このような解説は日本主導のTPPという経済枠組みに米国に復帰してほしいという、日本側の願望が表に出たものと思う。しかし、IPEFはTPPよりも遥かに野心的な目的を持った枠組みであり、日本の決断次第では中長期的にはインド太平洋地域の未来を左右していくことになるかもしれない。
TPPと違う“政治的野心”含み
端的にまとめると、IPEFは経済枠組みと銘打たれているものの、それは従来までの経済連携協定とは質的に異なる「経済安全保障」の枠組みである。その内容は「デジタル貿易」「サプライチェーン」「インフラ投資」「税制・汚職対策」などであり、実は単純な経済連携協定ではなく、明確に「政治的価値観」が含まれた野心的な枠組みである。
言うまでもなく、その政治的価値観とは、米国が有する自由主義・民主主義の価値観のことだ。同価値観が共有できる国々との間でしかIPEFのような経済安全保障の枠組みは機能しないことは当然だ。
バイデン政権は政権発足以来、露骨に権威主義国に対する外交上の対抗措置を講じてきた。その対抗措置の対象は中国に他ならない。サイバー攻撃を防ぎ、重要物資・技術のサプライチェーンを切り離し、一帯一路に対抗し、民主的価値観を普及する試みは、個々バラバラに行われてきた。
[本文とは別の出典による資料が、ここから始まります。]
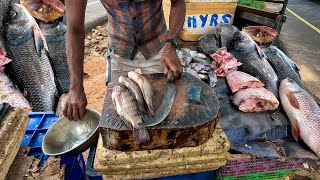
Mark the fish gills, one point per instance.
(255, 100)
(127, 108)
(55, 35)
(146, 89)
(135, 90)
(238, 80)
(303, 112)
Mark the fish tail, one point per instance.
(141, 135)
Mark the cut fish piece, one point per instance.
(255, 100)
(238, 80)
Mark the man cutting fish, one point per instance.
(138, 39)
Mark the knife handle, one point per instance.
(170, 76)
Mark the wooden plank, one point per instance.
(187, 124)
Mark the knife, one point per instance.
(166, 103)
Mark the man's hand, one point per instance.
(170, 60)
(75, 107)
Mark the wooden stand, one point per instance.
(187, 124)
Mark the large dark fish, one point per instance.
(30, 67)
(282, 67)
(55, 36)
(253, 61)
(4, 9)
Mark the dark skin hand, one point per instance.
(169, 58)
(75, 107)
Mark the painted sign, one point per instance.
(204, 23)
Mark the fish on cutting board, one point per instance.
(224, 62)
(255, 100)
(30, 67)
(303, 112)
(253, 61)
(283, 68)
(146, 89)
(127, 108)
(261, 34)
(135, 90)
(55, 36)
(238, 80)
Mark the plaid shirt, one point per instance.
(135, 25)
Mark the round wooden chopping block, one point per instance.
(188, 124)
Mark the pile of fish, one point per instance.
(39, 63)
(129, 98)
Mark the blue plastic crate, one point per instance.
(94, 175)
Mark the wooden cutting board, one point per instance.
(187, 124)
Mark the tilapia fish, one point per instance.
(127, 108)
(135, 90)
(255, 100)
(238, 80)
(303, 112)
(224, 34)
(146, 89)
(30, 67)
(55, 36)
(253, 61)
(261, 34)
(283, 66)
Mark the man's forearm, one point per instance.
(75, 53)
(177, 17)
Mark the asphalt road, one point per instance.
(301, 42)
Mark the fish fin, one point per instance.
(39, 39)
(260, 52)
(293, 100)
(295, 129)
(141, 135)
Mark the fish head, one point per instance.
(241, 41)
(289, 85)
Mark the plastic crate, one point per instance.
(94, 175)
(39, 124)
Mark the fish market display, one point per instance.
(253, 63)
(146, 89)
(4, 10)
(127, 108)
(238, 80)
(45, 10)
(283, 68)
(30, 67)
(224, 62)
(135, 90)
(303, 112)
(261, 34)
(224, 34)
(255, 100)
(55, 36)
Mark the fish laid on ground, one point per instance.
(253, 63)
(127, 108)
(4, 11)
(224, 34)
(283, 68)
(224, 62)
(30, 67)
(135, 90)
(146, 89)
(261, 34)
(255, 100)
(238, 80)
(55, 36)
(208, 44)
(303, 112)
(45, 10)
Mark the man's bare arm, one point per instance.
(76, 102)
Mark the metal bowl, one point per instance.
(71, 137)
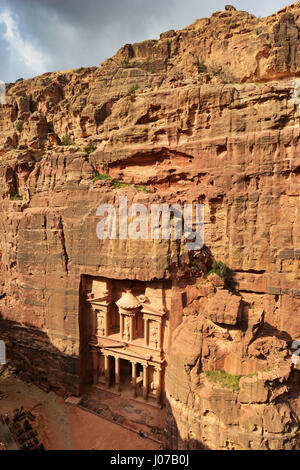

そして、それらがインド太平洋地域で統合されたものがIPEFということができるだろう。
IPEFは政治的価値観を念頭に置いた経済共同体を作り出す試みであり、単純な経済連携協定であるTPPやRCEPとは全く異なるものだ。IPEFには中国が加盟することは絶対にあり得ない。
中国と政治的価値観の競争に拡大
インド太平洋地域にはNATOのような集団安全保障枠組みはないが、米国との間で日米安保条約のような個別の軍事同盟、そしてクアッドのような緩やかな連携下での共同軍事演習は行われている。しかし、域内全域を政治的価値観で統合するようなEUのような枠組みは存在していない。
そのため、現在の様々な枠組みは、今後中国が更に経済成長を継続することによって、継続が難しくなるか、事実上の有名無実化するか、米国が中国にとって代わられる可能性がある。つまり、米国にとって時間は敵となり、中国にとって時間は味方となる。
ところが、政治的価値観を共有した経済安全保障の枠組みが立ち上げられていた場合、インド太平洋地域における政治的影響力の競争は、経済力競争だけでなく、政治的価値観の競争にまで拡大することができる。政治的価値観の競争は時間とともに米国に有利に働く可能性が高い。
そして、自由主義・民主主義の価値観をビルドインした経済安全保障の枠組みを立ち上げることで、将来に渡って揺るぎない政治的な影響圏を確立する第一歩がIPEFだと捉えることが妥当であろう。
バイデン政権はIPEFの立ち上げを東京で宣言した政治的意味について、我々はより深く理解することが必要だ。